Studio album by Kingfish
- Released: 1985
- Recorded: 1973 – 1980
- Genre: Rock
- Length: 41:11
- Label: Relix
- Producer: Matt Kelly Barry Flast

Kingfish chronology
| Trident (1978) | Kingfish (1985) | Alive in Eighty Five (1985) |

= Kingfish (1985 album) =

1985 studio album by Kingfish

Kingfish is an album by the rock band Kingfish. It contains previously unreleased tracks that were recorded at various times during the band's first eight years, and is sometimes referred to as Kingfish (1973–80). Released by Relix Records as a vinyl LP in 1985, side one was recorded in the studio, and side two was recorded live. It was released on CD in 1991.

Kingfish is not to be confused with the band's 1976 debut album, which is also titled Kingfish.
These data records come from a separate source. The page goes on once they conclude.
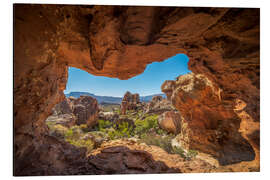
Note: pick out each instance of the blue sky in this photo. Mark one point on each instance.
(147, 83)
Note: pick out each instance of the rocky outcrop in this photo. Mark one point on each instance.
(108, 116)
(75, 111)
(170, 121)
(209, 122)
(119, 41)
(63, 107)
(130, 102)
(158, 105)
(122, 160)
(86, 110)
(67, 120)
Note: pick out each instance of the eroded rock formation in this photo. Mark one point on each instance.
(76, 111)
(86, 109)
(122, 160)
(170, 121)
(209, 123)
(158, 105)
(130, 102)
(119, 41)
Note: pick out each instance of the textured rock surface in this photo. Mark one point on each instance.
(170, 121)
(209, 123)
(130, 102)
(64, 107)
(115, 41)
(158, 105)
(67, 120)
(122, 160)
(86, 110)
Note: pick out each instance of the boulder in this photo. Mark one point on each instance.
(209, 123)
(108, 116)
(130, 102)
(158, 105)
(67, 120)
(86, 110)
(63, 107)
(170, 121)
(119, 42)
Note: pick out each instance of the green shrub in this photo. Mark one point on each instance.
(102, 124)
(143, 126)
(191, 154)
(123, 130)
(69, 133)
(89, 144)
(179, 151)
(156, 140)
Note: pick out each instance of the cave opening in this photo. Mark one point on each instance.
(206, 98)
(98, 110)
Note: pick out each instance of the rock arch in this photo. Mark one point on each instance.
(119, 41)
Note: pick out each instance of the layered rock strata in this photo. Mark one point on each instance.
(119, 41)
(209, 122)
(130, 102)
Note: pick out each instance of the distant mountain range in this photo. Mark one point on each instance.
(110, 99)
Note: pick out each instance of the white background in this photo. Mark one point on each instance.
(6, 88)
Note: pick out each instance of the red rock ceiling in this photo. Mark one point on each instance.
(117, 41)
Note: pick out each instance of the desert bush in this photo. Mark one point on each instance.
(102, 124)
(156, 140)
(123, 130)
(143, 126)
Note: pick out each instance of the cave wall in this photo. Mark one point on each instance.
(119, 41)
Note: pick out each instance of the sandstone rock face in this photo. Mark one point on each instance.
(119, 41)
(209, 123)
(122, 160)
(158, 105)
(63, 107)
(67, 120)
(86, 110)
(167, 87)
(170, 121)
(108, 116)
(130, 102)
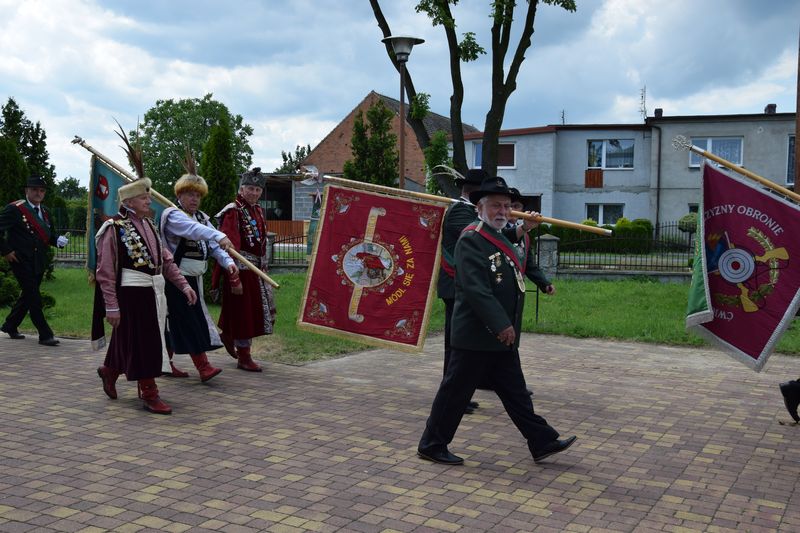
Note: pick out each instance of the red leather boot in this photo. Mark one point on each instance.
(109, 378)
(204, 367)
(245, 361)
(148, 391)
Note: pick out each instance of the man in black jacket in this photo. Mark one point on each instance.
(487, 319)
(26, 232)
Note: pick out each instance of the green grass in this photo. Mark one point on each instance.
(636, 310)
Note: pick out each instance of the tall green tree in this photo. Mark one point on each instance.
(13, 172)
(291, 162)
(436, 153)
(375, 157)
(31, 141)
(171, 125)
(501, 14)
(71, 189)
(218, 168)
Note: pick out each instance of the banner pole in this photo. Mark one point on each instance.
(682, 143)
(441, 199)
(168, 203)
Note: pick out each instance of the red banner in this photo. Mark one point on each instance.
(746, 286)
(373, 272)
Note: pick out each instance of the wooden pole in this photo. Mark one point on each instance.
(166, 202)
(441, 199)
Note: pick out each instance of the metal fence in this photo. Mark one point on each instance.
(668, 249)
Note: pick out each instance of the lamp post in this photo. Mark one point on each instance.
(402, 45)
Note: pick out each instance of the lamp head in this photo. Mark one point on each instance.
(402, 45)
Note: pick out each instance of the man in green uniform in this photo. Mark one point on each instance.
(487, 318)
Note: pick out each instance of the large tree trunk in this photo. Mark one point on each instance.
(502, 89)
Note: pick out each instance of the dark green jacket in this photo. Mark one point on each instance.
(487, 299)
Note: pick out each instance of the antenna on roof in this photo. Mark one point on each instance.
(643, 103)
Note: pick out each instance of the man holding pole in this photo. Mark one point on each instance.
(131, 267)
(250, 313)
(486, 324)
(191, 238)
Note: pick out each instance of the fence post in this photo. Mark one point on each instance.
(548, 254)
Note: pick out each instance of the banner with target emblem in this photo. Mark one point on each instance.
(745, 287)
(373, 268)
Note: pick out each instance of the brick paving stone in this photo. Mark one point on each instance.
(670, 439)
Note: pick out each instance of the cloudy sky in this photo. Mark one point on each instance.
(294, 68)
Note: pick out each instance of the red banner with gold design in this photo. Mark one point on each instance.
(373, 272)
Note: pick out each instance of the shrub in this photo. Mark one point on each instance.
(688, 223)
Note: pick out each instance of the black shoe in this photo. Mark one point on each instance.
(791, 397)
(553, 448)
(443, 458)
(13, 333)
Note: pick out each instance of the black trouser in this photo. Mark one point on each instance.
(466, 370)
(449, 304)
(30, 301)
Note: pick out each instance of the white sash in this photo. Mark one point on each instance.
(135, 278)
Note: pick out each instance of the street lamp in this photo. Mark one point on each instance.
(402, 45)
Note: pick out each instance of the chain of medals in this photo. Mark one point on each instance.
(134, 244)
(496, 261)
(251, 231)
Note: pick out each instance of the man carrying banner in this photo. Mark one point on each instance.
(131, 266)
(191, 238)
(250, 313)
(486, 323)
(26, 232)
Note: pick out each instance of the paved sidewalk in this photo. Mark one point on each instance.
(669, 439)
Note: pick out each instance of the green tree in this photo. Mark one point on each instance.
(218, 168)
(466, 50)
(13, 172)
(71, 189)
(31, 141)
(436, 153)
(170, 125)
(291, 162)
(375, 158)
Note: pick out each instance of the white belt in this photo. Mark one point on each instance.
(136, 278)
(193, 267)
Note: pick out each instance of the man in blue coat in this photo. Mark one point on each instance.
(26, 232)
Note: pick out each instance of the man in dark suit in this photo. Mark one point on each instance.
(26, 232)
(457, 217)
(486, 323)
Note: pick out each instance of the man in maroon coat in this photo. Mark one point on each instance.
(248, 306)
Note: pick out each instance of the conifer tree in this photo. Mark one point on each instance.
(375, 157)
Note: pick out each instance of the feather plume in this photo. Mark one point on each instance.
(188, 161)
(133, 151)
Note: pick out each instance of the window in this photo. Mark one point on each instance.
(611, 153)
(729, 148)
(604, 213)
(506, 155)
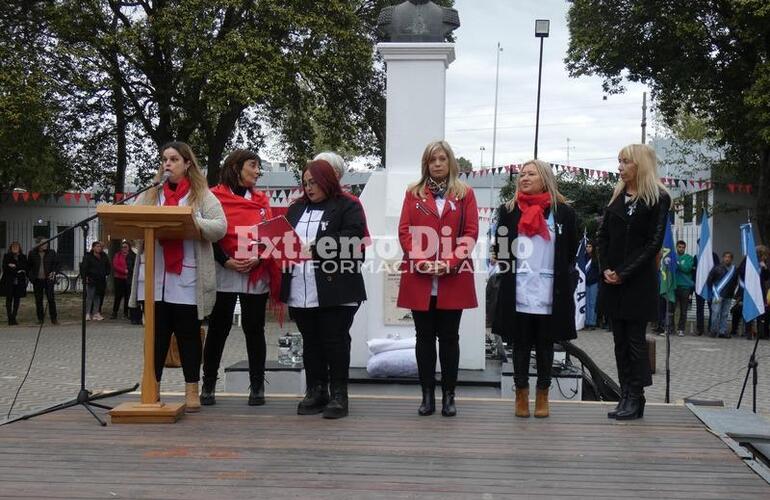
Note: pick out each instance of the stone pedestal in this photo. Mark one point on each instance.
(416, 101)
Bob Weir of the Grateful Dead, who was a member of Kingfish from 1974 to 1976, plays on seven of the album's thirteen songs.

Professional ratings
Review scores
| Source | Rating |
| AllMusic |  |

==Track listing==

LP side one — studio cuts:
1. "Mess Around" (Ahmet Ertegun) – 3:00
2. "Put Your Hand on Me" (John Lee Hooker) – 4:52
3. "My Pledge of Love" (Joe Stafford) – 3:12
4. "Taste of the Devil" (Barry Flast) – 3:14
5. "Fox on the Run" (Tony Hazzard) – 2:53
6. "Feels So Good" (Bob Hogins, Michael O'Neill, Dave Torbert) – 3:00
7. "Juke" (Little Walter) – 2:27

LP side two — live cuts:
1. - "Hidden Charms" (Willie Dixon) – 3:05
2. "School Days" (Chuck Berry) – 2:21
3. "Road Runner" (Brian Holland, Lamont Dozier, Edward Holland, Jr.) – 4:21
4. "Young Blood" (Jerry Leiber, Mike Stoller, Doc Pomus) – 2:33
5. "Promised Land" (Berry) – 3:43
6. "Key to the Highway" (Charlie Segar, Big Bill Broonzy) – 4:51

==Personnel==

===Musicians===
- Matt Kelly – guitar, harmonica, vocals
- Dave Torbert – bass, vocals
- Bob Weir – guitar, vocals
- Barry Flast – Hammond B-3 organ, piano, bass, vocals
- Robbie Hoddinott – guitar
- Chris Herold – drums
- Michael O'Neill – guitar, vocals
- Mick Ward – piano
- Garth Webber – guitar
- Fred Campbell – guitar, vocals
- Michael Bloomfield – guitar
- John Lee Hooker – vocals
- Patti Cathcart – vocals
- Barry Frost – piano
- David Rea – banjo
- Dave Perper – drums
- Jim Weiss – drums, vocals

Lead vocals: Matt Kelly on "Taste of the Devil", "Fox on the Run"; Dave Torbert on "Mess Around", "School Days", "Young Blood"; Bob Weir on "Hidden Charms", "Road Runner", "Promised Land"; Barry Flast on "My Pledge of Love", "Feels So Good"; Michael O'Neill on "Key to the Highway"; John Lee Hooker on "Put Your Hand on Me"

===Production===
- Matt Kelly – producer
- Barry Flast – producer
- Tim Hovey – live cuts engineer
- Gil Mance – cover art
- James A. Nelson – trident design

"This record is a living tribute to Dave Torbert, June 7, 1948 – Dec. 7, 1982."